Im Oktober 1982 setzte der DFB die damals 18-jährige Silvia Neid erstmals bei einem Fußball-Länderspiel ein. Dabei steuerte sie als Einwechselspielerin gegen die Schweiz gleich zwei Tore zum 5:1-Sieg der deutschen Damenelf bei. Von da ab gehörte sie zu den Stammspielerinnen. Im April 1988 wurde sie als Nachfolgerin von Rieke Koekoek zur Spielführerin.

1989 feierte Silvia Neid nach dem 4:1-Sieg gegen Titelverteidiger Norwegen in Osnabrück (Niedersachsen) den Gewinn der Europameisterschaft. Dieser Triumph machte Schlagzeilen und löste einen wahren Boom im deutschen Frauenfußball aus. 1991 gingen die deutschen Kickerinnen nach einem 3:1-Sieg erneut als Europameister vom Platz. Bei der Weltmeisterschaft in China verletzte sich Silvia Neid bereits im ersten Spiel gegen Nigeria, was vermutlich dazu beitrug, dass die deutsche Elf nur Vierter wurde.

Wegen ihrer Verletzung pausierte Silvia Neid neun Monate lang und wurde von manchen Experten schon abgeschrieben. Doch im September 1992 glänzte sie beim 7:0-Sieg gegen Frankreich und schoss drei Tore. Im Herbst 1994 erhielt sie ein verlockendes Angebot aus Japan, das sie nicht annahm, weil der Nationaltrainer Gero Bisanz drohte, Japan-Legionärinnen nicht einzusetzen. 1995 erkämpfte sie mit der deutschen Damenfußball-Nationalelf die Europameisterschaft und die Vizeweltmeisterschaft sowie 1997 erneut die Europameisterschaft.
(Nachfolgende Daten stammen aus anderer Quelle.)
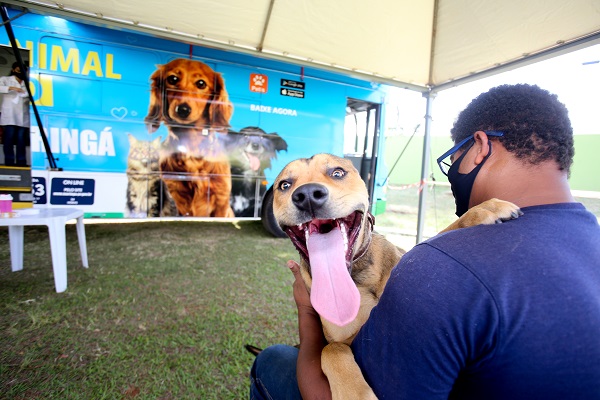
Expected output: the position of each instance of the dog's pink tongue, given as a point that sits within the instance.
(333, 293)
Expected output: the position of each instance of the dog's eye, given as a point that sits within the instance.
(284, 185)
(172, 79)
(338, 173)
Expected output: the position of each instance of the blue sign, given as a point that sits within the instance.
(72, 191)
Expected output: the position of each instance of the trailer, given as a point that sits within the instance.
(136, 126)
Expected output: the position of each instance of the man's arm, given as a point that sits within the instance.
(312, 382)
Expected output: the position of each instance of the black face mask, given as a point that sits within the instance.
(462, 184)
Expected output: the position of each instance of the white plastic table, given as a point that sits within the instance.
(55, 219)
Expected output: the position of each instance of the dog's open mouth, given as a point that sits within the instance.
(328, 247)
(348, 226)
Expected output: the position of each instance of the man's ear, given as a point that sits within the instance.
(482, 145)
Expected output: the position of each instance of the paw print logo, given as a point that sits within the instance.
(259, 80)
(259, 83)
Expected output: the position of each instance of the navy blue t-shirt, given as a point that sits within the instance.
(507, 311)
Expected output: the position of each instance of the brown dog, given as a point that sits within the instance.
(191, 100)
(323, 206)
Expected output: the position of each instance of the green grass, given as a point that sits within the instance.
(165, 308)
(163, 312)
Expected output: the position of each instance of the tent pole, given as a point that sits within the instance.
(424, 166)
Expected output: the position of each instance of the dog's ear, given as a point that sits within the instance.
(221, 109)
(154, 116)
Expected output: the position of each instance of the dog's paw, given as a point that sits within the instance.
(501, 210)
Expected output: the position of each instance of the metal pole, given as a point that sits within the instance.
(375, 152)
(15, 48)
(424, 167)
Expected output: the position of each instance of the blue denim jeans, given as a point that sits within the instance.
(14, 135)
(273, 375)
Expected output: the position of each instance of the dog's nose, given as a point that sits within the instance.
(183, 110)
(310, 197)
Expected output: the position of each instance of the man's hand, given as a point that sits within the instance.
(312, 382)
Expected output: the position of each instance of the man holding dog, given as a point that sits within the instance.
(508, 311)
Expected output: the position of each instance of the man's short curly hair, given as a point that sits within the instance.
(536, 125)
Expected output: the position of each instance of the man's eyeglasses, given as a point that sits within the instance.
(445, 162)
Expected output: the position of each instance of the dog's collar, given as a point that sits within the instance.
(367, 241)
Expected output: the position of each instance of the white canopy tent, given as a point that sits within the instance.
(423, 45)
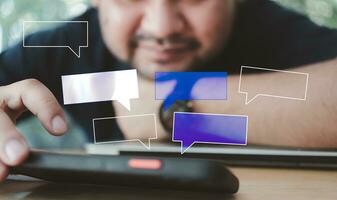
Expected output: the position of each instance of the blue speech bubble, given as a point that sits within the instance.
(190, 128)
(175, 86)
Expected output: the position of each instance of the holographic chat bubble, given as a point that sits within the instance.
(175, 86)
(294, 85)
(190, 128)
(74, 45)
(149, 120)
(104, 86)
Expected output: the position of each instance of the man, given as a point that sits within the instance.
(165, 35)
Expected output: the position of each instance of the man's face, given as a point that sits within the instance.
(165, 35)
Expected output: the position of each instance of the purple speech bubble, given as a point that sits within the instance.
(190, 128)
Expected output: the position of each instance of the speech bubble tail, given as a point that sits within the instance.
(250, 98)
(185, 146)
(78, 53)
(125, 103)
(146, 143)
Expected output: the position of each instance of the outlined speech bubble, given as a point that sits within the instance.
(103, 86)
(148, 119)
(74, 46)
(190, 128)
(294, 84)
(175, 86)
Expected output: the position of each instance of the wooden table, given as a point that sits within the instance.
(255, 183)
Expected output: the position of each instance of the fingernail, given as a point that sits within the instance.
(15, 150)
(59, 125)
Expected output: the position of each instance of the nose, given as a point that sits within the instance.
(162, 19)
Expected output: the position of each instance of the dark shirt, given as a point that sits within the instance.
(264, 35)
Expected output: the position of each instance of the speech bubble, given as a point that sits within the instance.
(295, 84)
(74, 45)
(190, 128)
(99, 126)
(175, 86)
(104, 86)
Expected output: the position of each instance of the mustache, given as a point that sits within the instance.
(173, 39)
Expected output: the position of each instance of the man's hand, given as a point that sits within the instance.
(16, 98)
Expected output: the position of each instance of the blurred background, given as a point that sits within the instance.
(13, 12)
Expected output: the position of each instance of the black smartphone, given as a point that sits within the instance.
(130, 171)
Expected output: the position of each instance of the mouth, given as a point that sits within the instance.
(166, 53)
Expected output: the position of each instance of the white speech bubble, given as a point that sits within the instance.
(104, 86)
(76, 50)
(145, 142)
(298, 80)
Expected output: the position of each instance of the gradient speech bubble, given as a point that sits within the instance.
(133, 120)
(175, 86)
(104, 86)
(190, 128)
(74, 45)
(295, 84)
Seit 1996 arbeitet Silvia Neid als Trainerin des Deutschen Fußballbundes. Nach ihrer Ansicht ist der Frauenfußball noch nicht voll anerkannt. Sie sagte hierzu: „Jahrelang haben wir gegen Vorurteile zu kämpfen gehabt, wurden belächelt und nicht für voll genommen. Das Bild hat sich zwar insgesamt positiv entwickelt, doch wird es noch seine Zeit dauern, bis Frauen die Stadien füllen“.